There's already small elements of AI cooperation in some of my music out there from running samples through a website I've been frequenting called splitter.ai since it's honestly a really reliable tool for isolating vocal or instrumental tracks from mixes. Beforehand where a ridiculous amount of EQ guesswork was required it's just a few button presses to isolate stems from just about anything. Perhaps if someone were a bit of a musical anarchist they could isolate the guitars from some Weezer song then plop some drums from a Phil Collins track in the mix and pitch it up a little bit before turning their voice into a flute using Tone Transfer and throwing that in the mix somehow. Maybe after all's said and done they could take the whole track and throw it in Audacity to hit Change Speed by -6% a few times to throw some Vaporwave on the thing. No matter how good it ends up sounding I'm sure that's something that would have been otherwise impossible before AI got this good. Plenty of flavors of Plunderphonic Rock music are definitely on the horizon.
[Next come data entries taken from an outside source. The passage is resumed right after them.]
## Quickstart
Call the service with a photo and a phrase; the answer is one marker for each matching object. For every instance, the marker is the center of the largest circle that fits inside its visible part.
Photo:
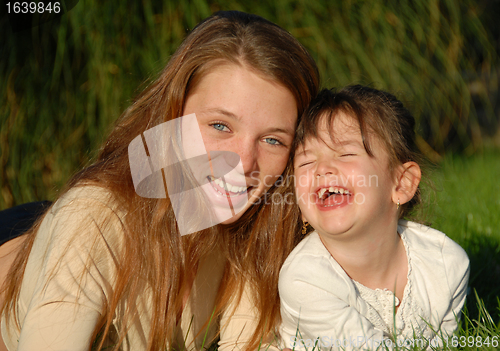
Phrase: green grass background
(64, 82)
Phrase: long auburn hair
(256, 246)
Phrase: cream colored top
(319, 298)
(70, 274)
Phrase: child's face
(340, 188)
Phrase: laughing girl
(365, 277)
As for the fully synthesized tracks like OpenAI Jukebox I'm sure that in a Hip-Hop sampled context they'd work pretty well. If someone wanted to make a Hyper Pop track with built around the hook of a vocal isolated Frank Sinatra synthesized to sing the line "Inject the Mary Jane into my vein!" they could just set the parameters necessary and cook a few versions until one comes out clean enough then feed it through a stem splitter. After that then you've got yourself an admittedly legally dubious sample to throw in a mix somewhere with a little bit of elbow grease. This stuff could quickly result in some really decisive court cases some time from now that may either stifle progress for a while or make a small niche interglobally famous. If things go a little bit awry we might end up with legal precedents for filing copyright on one's general 'vibe' that likely will choke the creative industry even more into disparity between levels of innovation in indie scenes compared to where the money is. Obviously if any big name artist takes note of a track and tries to snuff it there's a much more likely chance it'll Streissand Effect and the person who made the track may just take it as a badge of honor for how well they pulled it off. Either way in the next ten or twenty so years I'm sure there's going to be a fully synthesized artist sneaking onto the scene either from an anarchist lurking in the shadows or from a cynical corporation that may just trick the public for at least a few weeks. It'll be a while before the fidelity is workable enough to pull that off but I can see some lo-fi communities getting fooled sometime from now on the shorter term. Maybe you're reading an A.I. right now?